In a reminder that trade association activities remain a focus of antitrust enforcement, on March 4, 2009, the Federal Trade Commission issued a complaint and consent order settling charges that the National Association of Music Merchants (NAMM) -- a 9,000 member association of U.S. manufacturers, distributors, and dealers of musical instruments -- violated the antitrust laws by enabling and encouraging the exchange of competitively sensitive price information among its members.

According to the Commission, between 2005 and 2007, NAMM organized meetings and programs at which competing musical instrument retailers were encouraged to discuss strategies for implementing manufacturers' minimum advertised pricing (MAP) policies, restricting retail price competition, and securing higher retail prices. At these NAMM-sponsored events, the FTC contends, competitors discussed "appropriate and optimal" retail prices and margins, how to enforce MAP policies, and other competitively sensitive issues. Retailers exchanged information on how to raise prices, margins, and MAP policies. NAMM not only sponsored these meetings, according to the FTC, but set the agenda for what would be discussed and helped steer the discussions. Finally, the Commission alleges that the challenged conduct served no legitimate business purpose and resulted in no significant efficiency benefits.

The FTC's proposed consent order is designed to remedy NAMM's anticompetitive conduct by barring NAMM from coordinating the exchange of price information among musical instrument manufacturers and dealers and from coordinating discussions on the terms on which manufacturers or dealers will buy or sell products. The order prohibits NAMM from aiding musical instrument manufacturers or retailers in forming anticompetitive agreements, such as agreements among competitors relating to price, minimum advertised price, and terms of dealing. However, the order specifically does not prohibit sharing or publishing, "in the context of industry education, including the sharing of best practices and training materials, generic references to Price Terms, Resale Price Maintenance Policy, and the terms and conditions on which Musical Product Manufacturers and Musical Product Dealers do business." In addition, the order requires that NAMM implement an antitrust compliance program and that antitrust counsel review written materials and prepared remarks by any representative of the association related to price terms and MAP policies. Antitrust counsel must also provide guidance to NAMM and its representatives on complying with competition laws. The order will expire in 20 years.

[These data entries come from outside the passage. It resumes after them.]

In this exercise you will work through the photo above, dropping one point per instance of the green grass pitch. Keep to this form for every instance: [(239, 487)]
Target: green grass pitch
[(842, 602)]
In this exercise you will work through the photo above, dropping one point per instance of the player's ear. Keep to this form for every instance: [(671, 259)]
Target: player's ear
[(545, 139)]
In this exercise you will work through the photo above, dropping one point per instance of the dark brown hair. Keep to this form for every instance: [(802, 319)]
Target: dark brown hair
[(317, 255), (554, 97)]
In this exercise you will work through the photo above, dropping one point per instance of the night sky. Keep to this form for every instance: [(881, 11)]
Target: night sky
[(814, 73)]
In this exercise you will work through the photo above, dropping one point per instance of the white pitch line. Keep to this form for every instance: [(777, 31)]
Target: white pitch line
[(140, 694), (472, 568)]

In its Analysis of the Agreement to aid public comment, the FTC stated that it was not contending that "the exchange of information among competitors is categorically without benefit." However, in this case, the FTC, "taking into account the type of information involved, the level of detail, the absence of procedural safeguards, and overall market conditions" concluded that "the exchange of information engineered by NAMM lacked a pro-competitive justification."

This settlement demonstrates that, notwithstanding the Supreme Court's decision in Leegin, rejecting per se treatment for minimum vertical price fixing agreements, antitrust enforcers will continue to give significant scrutiny to practices among horizontal competitors that facilitate coordination at either the manufacturer or retailer level on the administration of vertical pricing arrangements, including MAP programs.

The complaint, consent order, and an analysis to aid public comment can be found on the Commission's web site.